Preventive patrol is largely based on the assumption that it serves as a deterrent effect on crime. Although this assumption was questioned in the Kansas City Preventive Patrol Experiment, other studies have indicated that citizens’ attitudes and beliefs are impacted by seeing officers on motorized and foot patrols. Problem identification involves the identification of specific locations and times wherein crime is most likely to occur or that are otherwise deemed most problematic.
The effectiveness of rapid responses to calls has been examined over the years. The initial rationale behind a speedy response is that it will improve the likelihood that police will apprehend a suspect. Unfortunately, citizens often report crimes after the fact, and a few seconds shaved by the police responding at breakneck speeds to a call for service does not make much difference in the officer’s likelihood of affecting an arrest. Interestingly, whether or not the initial officer responding to a scene can identify a suspect may make a difference in whether the case is resolved, but the time differential is measured in minutes, not seconds.
Finally, the work of detectives and the criminal investigation process have been studied in a variety of ways. The RAND Corporation study provides an important benchmark for establishing what is known about the effectiveness of retrospective investigation of crimes (Greenwood & Petersilia, 1975). There are several important findings in this report that merit discussion. First, detectives spend very little of their time (less than 10%) on activities that directly lead to solving crime. A large proportion of the time they do spend on casework is often used on cases after they have been solved (e.g., preparing a case for court). Second, solving crimes has little to do with any special activities performed by investigators. Instead, the most important factor affecting case clearance (e.g., whether a suspect can be identified) is the behavior of the initial responding officer and members of the public. As noted above, clearance rates are related to whether either the initial responding officer (or a victim or witness on the scene) was able to identify a suspect. It is usually a civilian and not the officer who can make an identification, thereby reducing the need for officers to risk the safety of civilians on the streets by driving at high speeds to get to a call.
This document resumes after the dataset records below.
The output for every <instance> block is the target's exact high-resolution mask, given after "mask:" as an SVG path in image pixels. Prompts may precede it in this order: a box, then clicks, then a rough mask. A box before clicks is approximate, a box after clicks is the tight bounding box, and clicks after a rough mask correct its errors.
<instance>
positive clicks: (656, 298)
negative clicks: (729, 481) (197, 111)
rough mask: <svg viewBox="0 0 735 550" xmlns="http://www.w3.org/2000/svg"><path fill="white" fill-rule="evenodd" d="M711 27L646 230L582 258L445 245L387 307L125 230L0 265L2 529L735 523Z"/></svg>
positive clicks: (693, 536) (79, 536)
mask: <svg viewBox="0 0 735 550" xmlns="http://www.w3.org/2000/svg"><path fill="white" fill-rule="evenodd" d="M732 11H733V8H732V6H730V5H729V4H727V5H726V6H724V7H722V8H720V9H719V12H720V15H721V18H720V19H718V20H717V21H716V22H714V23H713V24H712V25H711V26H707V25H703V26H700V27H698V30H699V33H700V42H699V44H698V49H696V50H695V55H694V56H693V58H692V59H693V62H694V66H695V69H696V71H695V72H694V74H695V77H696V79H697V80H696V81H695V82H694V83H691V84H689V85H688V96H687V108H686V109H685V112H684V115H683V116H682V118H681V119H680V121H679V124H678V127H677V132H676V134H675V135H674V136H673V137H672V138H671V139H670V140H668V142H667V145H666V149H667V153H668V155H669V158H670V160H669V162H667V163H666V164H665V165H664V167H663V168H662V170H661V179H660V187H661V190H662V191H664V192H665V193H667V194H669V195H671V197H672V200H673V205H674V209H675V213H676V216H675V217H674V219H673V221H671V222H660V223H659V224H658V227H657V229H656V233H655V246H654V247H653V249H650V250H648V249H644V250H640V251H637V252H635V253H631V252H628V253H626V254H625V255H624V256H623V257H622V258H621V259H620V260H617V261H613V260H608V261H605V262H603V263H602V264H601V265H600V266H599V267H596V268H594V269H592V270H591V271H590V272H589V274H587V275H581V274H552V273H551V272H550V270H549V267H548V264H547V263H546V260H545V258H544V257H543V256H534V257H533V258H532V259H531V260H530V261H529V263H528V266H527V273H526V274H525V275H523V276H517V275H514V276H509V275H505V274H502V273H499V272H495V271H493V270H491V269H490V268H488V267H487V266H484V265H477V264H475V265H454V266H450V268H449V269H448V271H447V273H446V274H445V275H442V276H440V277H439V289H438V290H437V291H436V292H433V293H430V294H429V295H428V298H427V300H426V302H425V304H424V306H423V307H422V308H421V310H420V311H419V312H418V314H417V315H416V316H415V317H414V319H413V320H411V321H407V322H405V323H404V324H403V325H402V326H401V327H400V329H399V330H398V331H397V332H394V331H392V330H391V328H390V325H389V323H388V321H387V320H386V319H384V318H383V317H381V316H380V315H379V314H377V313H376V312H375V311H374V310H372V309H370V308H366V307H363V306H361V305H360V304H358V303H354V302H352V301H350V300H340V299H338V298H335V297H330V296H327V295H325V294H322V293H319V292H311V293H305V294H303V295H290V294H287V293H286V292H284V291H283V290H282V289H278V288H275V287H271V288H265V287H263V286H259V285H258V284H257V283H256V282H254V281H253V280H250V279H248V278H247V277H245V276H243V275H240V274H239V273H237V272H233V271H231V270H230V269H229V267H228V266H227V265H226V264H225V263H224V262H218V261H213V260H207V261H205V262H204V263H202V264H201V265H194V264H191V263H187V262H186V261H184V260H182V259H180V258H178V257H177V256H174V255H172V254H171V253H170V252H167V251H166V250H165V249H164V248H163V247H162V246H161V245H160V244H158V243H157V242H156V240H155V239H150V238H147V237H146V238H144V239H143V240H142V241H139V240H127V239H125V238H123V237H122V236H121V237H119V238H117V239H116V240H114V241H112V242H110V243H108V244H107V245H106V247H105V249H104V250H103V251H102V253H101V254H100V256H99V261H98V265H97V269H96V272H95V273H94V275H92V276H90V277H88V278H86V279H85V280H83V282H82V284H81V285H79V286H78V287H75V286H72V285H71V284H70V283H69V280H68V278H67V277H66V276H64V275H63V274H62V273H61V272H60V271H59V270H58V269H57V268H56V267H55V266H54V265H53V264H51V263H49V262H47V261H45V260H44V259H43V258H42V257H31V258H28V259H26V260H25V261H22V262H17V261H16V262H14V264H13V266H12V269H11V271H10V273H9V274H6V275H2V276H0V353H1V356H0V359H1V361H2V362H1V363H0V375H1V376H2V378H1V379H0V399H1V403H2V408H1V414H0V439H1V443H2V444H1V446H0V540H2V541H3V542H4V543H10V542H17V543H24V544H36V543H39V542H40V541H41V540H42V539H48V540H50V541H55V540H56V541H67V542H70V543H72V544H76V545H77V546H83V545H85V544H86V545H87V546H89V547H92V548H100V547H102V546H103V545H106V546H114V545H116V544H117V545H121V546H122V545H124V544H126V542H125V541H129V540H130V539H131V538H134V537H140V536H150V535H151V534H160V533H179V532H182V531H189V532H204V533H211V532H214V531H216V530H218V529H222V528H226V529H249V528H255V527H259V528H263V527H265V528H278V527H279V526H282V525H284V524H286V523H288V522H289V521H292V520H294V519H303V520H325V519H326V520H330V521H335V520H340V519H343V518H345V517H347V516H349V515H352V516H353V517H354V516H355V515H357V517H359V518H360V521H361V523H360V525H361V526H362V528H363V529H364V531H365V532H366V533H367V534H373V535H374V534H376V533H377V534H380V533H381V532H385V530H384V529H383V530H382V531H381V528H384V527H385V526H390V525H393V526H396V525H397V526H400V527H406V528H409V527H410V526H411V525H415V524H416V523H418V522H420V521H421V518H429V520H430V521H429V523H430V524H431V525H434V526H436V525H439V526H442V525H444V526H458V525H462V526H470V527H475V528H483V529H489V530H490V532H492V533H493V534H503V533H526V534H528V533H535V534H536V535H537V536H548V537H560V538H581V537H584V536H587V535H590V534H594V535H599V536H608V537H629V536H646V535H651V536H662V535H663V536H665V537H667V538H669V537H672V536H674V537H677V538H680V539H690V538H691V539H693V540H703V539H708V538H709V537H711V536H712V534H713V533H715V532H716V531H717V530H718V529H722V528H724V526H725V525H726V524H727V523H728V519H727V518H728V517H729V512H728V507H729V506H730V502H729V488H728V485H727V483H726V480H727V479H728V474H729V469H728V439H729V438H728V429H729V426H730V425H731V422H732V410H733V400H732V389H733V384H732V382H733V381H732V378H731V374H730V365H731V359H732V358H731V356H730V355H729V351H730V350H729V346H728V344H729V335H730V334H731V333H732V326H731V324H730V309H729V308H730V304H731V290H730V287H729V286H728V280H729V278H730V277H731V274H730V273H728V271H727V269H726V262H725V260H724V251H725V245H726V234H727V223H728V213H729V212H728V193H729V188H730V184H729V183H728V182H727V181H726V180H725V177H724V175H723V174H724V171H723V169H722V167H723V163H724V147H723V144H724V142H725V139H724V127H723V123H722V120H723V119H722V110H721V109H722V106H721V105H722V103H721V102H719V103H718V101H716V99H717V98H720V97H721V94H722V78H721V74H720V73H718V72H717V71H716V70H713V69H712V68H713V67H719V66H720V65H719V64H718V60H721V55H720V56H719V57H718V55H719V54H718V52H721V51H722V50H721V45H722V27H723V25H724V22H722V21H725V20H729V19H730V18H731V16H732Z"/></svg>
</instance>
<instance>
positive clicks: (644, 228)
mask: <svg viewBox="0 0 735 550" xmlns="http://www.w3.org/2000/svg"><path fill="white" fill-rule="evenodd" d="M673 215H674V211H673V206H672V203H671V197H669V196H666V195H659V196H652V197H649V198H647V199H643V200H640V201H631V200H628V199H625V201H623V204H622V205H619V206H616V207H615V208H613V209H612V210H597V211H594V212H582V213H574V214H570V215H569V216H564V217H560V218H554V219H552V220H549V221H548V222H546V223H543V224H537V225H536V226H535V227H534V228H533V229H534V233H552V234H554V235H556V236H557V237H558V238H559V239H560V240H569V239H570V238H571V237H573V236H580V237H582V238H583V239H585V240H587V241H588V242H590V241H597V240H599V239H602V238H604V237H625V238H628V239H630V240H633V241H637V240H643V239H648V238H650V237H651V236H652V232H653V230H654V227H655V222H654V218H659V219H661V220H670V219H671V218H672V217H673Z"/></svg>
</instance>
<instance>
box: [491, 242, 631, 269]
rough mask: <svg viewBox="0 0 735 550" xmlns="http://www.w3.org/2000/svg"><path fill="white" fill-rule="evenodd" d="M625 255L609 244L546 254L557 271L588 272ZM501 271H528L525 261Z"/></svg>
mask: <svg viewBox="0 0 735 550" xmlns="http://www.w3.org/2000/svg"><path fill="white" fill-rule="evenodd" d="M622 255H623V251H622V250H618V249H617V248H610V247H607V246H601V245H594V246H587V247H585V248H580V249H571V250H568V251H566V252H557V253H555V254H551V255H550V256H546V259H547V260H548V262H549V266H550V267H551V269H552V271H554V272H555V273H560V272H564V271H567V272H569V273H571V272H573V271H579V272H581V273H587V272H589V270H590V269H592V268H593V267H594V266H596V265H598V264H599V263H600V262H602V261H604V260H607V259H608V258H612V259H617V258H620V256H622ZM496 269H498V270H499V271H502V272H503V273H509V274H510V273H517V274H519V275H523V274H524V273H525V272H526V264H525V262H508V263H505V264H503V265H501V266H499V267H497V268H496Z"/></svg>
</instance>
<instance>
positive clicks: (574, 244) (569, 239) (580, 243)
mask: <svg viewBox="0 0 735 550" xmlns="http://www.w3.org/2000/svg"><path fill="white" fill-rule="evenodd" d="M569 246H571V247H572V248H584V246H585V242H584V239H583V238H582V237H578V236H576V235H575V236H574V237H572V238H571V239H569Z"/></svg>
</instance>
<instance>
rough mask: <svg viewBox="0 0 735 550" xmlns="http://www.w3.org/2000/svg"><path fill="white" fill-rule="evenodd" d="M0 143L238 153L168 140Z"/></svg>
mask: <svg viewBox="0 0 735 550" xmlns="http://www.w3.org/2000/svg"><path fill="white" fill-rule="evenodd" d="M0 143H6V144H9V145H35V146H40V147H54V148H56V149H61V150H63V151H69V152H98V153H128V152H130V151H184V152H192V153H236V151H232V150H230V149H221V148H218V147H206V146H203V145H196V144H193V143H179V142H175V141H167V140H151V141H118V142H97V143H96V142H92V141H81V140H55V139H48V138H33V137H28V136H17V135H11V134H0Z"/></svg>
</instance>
While patrol is an important aspect of policing, police departments and their officers perform functions other than crime fighting. Order maintenance, rather than law enforcement, may be a better approach in certain places and with certain people. As police officers are available 24/7, they are called on to provide emergency aid, information, and animal control and to make referrals to other human welfare agencies, among other responsibilities. The time spent on these services can be significant and can be seen as taking away from routine crime-fighting activities. Even some terrorist threats that require attention can be seen as taking away resources from immediate community-level crimes and problems.
Several issues that require time and effort are gangs and weapons. Although these concerns are neither new nor novel, the police response must change continually to be effective. Taking guns off the street and reducing gang violence must be goals of every police department. As new strategies are developed, new techniques by gang members are discovered.